Pastor Jill might be pint-sized, but there was something authoritative about her. A charisma born of confidence. When she strolled away from the crowd, I followed along like I’d been caught by her gravitational pull. “How tall are you, anyhow. Six-five?”
“Not…quite.”
“I hadn’t realized, since we met online. But seeing you now, standing head and shoulders above the crowd, it got me to thinking about how I fell in love with vocabulary.”
“Really?”
“You know how people mishear song lyrics—like, all the time? That’s called a mondegreen. But mondegreen wasn’t the word that got me. It was excelsis. I was Christmas caroling with my fourth-grade class, and the kid sitting next to me belted out the words, In egg selfish day-oh. And I couldn’t for the life of me figure out what eggs had to do with Christmas. But even worse, who was being selfish? Obviously, I couldn’t just look it up on the internet. Can you imagine what it would’ve been like if we had access to all the answers to all the questions at our fingertips back when we were kids? Luckily, though, my curiosity
was strong enough that the next time I had a hymnal in my hands, I paged through until I found it. Gloria in excelsis deo. Glory to God on high. But it sounds a lot more magical in Latin.”
So did exorcisms, but that didn’t make them any more effective.
She said, “You’re wondering why I’m telling you all this.”
“Maybe a little.”
“God made you six-four.”
“Six-three.” And a half.
“God made you gay, too. So if anyone gets snitty with you about your wedding, that’s just too darn bad. Because God doesn’t make mistakes.”
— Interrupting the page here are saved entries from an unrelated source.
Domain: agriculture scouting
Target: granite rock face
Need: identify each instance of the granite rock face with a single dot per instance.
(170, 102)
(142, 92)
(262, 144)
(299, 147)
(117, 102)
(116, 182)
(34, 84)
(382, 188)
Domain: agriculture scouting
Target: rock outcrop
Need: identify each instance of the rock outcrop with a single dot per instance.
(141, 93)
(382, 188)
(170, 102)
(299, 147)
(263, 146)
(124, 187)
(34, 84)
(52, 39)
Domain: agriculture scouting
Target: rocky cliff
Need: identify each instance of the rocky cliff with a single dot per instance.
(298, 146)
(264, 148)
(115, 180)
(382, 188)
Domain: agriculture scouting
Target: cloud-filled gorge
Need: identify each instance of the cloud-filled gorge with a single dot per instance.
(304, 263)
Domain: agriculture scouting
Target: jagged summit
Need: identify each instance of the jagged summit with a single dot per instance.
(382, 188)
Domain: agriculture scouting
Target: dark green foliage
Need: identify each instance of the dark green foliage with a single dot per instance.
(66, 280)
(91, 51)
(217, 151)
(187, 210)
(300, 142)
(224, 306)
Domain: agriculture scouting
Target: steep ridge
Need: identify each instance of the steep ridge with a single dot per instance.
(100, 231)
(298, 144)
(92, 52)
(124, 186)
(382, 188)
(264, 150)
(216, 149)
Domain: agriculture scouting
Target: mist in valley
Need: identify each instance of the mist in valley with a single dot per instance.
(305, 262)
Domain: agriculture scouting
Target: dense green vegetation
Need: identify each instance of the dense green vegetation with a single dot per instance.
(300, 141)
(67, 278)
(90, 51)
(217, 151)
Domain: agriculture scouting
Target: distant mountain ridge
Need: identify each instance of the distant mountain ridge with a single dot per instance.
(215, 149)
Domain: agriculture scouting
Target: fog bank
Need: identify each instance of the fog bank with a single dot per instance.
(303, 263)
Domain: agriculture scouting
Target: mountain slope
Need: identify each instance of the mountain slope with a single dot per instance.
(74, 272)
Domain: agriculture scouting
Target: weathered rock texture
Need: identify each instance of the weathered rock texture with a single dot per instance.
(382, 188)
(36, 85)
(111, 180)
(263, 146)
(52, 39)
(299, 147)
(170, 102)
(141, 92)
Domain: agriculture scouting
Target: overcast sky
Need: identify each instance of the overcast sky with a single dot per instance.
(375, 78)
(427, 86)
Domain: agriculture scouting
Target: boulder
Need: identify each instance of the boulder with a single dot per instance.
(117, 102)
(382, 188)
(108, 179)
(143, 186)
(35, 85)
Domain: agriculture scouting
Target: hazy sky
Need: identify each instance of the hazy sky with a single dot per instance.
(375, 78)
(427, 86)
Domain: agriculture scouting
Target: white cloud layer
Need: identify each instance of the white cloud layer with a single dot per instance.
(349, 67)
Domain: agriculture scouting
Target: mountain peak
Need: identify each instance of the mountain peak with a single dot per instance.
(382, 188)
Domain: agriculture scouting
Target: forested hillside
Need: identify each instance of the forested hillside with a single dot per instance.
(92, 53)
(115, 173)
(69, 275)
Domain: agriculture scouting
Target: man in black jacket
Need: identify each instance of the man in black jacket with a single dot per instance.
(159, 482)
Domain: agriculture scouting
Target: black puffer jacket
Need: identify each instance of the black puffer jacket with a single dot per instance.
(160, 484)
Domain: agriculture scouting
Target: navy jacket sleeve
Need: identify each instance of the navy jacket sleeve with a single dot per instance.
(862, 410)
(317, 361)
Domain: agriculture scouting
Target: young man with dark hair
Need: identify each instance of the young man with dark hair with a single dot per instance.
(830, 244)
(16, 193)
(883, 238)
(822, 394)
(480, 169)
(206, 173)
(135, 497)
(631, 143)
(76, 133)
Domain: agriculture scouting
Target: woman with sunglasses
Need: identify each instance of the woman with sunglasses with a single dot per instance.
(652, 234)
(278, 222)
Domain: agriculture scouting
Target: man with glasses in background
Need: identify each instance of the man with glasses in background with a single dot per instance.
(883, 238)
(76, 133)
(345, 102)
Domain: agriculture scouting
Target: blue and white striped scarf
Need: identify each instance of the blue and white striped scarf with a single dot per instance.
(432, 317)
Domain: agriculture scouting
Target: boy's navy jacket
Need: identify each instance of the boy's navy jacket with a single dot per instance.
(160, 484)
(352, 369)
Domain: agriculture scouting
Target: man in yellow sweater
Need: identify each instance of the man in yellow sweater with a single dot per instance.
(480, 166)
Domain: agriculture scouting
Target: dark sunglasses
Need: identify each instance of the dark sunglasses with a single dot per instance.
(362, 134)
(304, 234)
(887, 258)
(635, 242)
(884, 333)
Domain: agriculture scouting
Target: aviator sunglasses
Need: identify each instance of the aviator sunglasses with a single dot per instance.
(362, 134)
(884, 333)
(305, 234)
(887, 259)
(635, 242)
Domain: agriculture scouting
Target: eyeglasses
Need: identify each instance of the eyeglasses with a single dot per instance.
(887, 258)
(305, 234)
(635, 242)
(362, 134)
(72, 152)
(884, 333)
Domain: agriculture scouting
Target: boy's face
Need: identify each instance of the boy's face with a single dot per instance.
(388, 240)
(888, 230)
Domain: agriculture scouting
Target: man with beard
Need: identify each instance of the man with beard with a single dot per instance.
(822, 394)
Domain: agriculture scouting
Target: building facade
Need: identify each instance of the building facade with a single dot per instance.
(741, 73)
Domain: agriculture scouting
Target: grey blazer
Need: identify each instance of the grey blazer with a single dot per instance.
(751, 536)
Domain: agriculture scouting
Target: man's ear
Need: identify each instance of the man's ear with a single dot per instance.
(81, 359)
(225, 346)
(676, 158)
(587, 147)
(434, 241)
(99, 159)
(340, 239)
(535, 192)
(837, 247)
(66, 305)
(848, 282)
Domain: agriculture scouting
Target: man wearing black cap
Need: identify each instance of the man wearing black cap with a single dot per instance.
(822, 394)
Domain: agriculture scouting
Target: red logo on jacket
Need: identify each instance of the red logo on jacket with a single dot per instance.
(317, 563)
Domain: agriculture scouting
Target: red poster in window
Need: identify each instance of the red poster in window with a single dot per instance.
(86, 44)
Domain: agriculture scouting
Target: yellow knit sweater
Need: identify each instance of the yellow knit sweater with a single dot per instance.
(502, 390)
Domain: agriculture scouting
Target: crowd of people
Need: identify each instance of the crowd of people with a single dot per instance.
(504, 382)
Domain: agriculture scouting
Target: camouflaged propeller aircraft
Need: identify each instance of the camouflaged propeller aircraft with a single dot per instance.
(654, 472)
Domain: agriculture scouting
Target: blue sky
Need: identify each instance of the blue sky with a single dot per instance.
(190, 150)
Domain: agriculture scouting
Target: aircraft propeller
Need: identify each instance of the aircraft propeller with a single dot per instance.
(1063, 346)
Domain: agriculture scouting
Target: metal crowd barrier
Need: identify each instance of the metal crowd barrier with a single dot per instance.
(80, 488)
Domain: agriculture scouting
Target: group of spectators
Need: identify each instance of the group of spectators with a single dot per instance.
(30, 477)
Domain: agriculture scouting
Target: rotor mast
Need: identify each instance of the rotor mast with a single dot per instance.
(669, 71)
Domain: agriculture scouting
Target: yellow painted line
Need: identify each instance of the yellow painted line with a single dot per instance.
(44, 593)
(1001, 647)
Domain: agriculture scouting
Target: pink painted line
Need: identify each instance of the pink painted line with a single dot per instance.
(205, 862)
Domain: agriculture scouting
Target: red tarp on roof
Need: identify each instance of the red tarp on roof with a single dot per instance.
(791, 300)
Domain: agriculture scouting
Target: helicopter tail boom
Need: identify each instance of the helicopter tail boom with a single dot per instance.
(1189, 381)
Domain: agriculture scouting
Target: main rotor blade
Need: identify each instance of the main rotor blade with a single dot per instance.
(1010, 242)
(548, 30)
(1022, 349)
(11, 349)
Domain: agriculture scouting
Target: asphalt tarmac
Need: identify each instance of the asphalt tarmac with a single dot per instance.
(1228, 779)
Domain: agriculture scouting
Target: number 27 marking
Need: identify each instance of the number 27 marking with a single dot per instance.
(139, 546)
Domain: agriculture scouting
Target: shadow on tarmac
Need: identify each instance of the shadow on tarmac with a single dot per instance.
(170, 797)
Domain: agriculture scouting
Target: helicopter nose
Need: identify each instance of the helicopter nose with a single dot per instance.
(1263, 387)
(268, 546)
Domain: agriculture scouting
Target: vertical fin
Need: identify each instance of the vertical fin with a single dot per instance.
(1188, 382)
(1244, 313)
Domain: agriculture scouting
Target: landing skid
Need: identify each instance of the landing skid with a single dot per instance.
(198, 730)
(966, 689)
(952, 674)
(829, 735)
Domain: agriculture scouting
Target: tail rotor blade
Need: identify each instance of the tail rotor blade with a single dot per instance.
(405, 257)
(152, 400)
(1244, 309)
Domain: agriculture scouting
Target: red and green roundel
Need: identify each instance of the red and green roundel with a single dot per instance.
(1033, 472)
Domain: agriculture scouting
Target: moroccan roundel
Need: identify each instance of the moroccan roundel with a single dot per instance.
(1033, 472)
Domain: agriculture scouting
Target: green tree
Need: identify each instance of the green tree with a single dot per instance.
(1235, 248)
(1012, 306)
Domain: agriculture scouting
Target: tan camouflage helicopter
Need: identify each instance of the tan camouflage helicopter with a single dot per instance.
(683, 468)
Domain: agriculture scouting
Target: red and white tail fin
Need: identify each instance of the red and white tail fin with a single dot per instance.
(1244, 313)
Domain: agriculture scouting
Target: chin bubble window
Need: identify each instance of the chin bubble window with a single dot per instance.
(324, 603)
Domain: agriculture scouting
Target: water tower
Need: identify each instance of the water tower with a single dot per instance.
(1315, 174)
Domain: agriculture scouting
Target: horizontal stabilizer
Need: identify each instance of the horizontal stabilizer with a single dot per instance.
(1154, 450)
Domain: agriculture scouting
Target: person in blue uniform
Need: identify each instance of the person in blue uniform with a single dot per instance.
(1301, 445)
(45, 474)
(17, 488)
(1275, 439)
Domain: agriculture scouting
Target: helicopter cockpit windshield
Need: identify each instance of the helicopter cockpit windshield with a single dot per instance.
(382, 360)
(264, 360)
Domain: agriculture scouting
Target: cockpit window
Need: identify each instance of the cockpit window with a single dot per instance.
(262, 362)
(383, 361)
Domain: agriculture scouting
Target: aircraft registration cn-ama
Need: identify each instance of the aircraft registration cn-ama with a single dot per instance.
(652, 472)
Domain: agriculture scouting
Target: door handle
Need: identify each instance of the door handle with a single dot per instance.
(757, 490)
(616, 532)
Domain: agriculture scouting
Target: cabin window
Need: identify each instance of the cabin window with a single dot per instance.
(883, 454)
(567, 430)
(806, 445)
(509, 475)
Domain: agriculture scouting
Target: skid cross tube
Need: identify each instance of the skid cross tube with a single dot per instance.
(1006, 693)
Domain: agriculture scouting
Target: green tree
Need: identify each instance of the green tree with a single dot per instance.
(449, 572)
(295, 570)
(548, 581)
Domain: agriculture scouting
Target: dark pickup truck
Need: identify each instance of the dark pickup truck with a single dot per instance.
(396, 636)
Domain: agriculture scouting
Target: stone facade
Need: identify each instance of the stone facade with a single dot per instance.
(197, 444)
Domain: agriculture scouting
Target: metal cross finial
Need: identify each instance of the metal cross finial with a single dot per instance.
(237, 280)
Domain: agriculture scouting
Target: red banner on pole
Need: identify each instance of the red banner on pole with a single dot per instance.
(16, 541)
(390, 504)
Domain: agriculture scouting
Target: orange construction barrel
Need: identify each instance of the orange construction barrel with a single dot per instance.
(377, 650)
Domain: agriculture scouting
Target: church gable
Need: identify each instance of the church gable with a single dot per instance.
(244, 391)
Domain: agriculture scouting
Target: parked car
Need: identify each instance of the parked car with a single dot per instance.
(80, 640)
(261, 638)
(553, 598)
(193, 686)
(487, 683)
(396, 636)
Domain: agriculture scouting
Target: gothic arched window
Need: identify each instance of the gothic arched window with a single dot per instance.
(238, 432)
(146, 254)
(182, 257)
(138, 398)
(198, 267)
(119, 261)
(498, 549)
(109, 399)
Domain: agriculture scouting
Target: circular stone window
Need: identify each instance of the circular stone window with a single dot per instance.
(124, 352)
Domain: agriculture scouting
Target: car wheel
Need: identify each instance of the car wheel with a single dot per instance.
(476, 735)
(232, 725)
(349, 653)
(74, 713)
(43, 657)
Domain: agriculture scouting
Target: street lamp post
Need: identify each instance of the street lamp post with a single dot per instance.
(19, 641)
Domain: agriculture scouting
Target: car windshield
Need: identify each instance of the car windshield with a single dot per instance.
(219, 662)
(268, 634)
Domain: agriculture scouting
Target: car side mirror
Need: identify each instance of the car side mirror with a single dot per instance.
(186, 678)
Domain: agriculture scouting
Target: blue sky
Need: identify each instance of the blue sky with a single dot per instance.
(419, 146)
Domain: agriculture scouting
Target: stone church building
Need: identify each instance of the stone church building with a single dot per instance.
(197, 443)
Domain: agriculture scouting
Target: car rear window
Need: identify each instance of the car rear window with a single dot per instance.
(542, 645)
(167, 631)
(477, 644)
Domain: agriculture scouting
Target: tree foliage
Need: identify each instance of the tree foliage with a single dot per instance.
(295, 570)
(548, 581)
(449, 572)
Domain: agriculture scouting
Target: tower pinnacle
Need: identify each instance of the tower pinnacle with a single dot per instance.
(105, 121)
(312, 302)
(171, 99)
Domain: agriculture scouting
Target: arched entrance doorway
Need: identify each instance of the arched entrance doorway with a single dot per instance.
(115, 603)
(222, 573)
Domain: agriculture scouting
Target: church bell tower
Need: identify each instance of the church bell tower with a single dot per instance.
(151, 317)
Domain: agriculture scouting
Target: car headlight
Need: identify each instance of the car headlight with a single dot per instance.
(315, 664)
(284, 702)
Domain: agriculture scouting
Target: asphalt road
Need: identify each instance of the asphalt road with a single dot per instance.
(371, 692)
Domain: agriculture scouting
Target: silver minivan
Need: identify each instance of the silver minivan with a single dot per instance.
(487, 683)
I wasn’t so sure about that. Granting psychic powers to some folks but not others seemed like a surefire route to chaos.
As soon as it was possible to extricate ourselves, Jacob and I hit the road to Sacred Heart…manicure be damned. We’d lost a couple hours of daylight, but that shouldn’t make that big a difference.
Right?
The roads didn’t seem anywhere near as treacherous during the day. There were no deer. No tractors or falling rocks, either. And Historical Marker 21, a plaque on the side of the road with a couple paragraphs about walleye, was just where it was supposed to be.
But we couldn’t say the same for the hospital.
We’d been fully prepared to follow a neglected road and even wade across a creek bed. But the road wasn’t just in disrepair…it was completely gone. Instead, there was just an impenetrable wall of trees. We coasted back and forth between the two perpendicular roads that bookended the wooded area, about a half-mile stretch where there, according to our calculations, a road used to be. Then we drove around some more to see if we’d figured wrong. But between the farmer’s directions and the landmarks Jacob remembered, we were looking in the right spot. There was just nothing to see.
I can’t say I was actually all that surprised. Someone had made Camp Hell disappear. And that was nowhere near as secluded.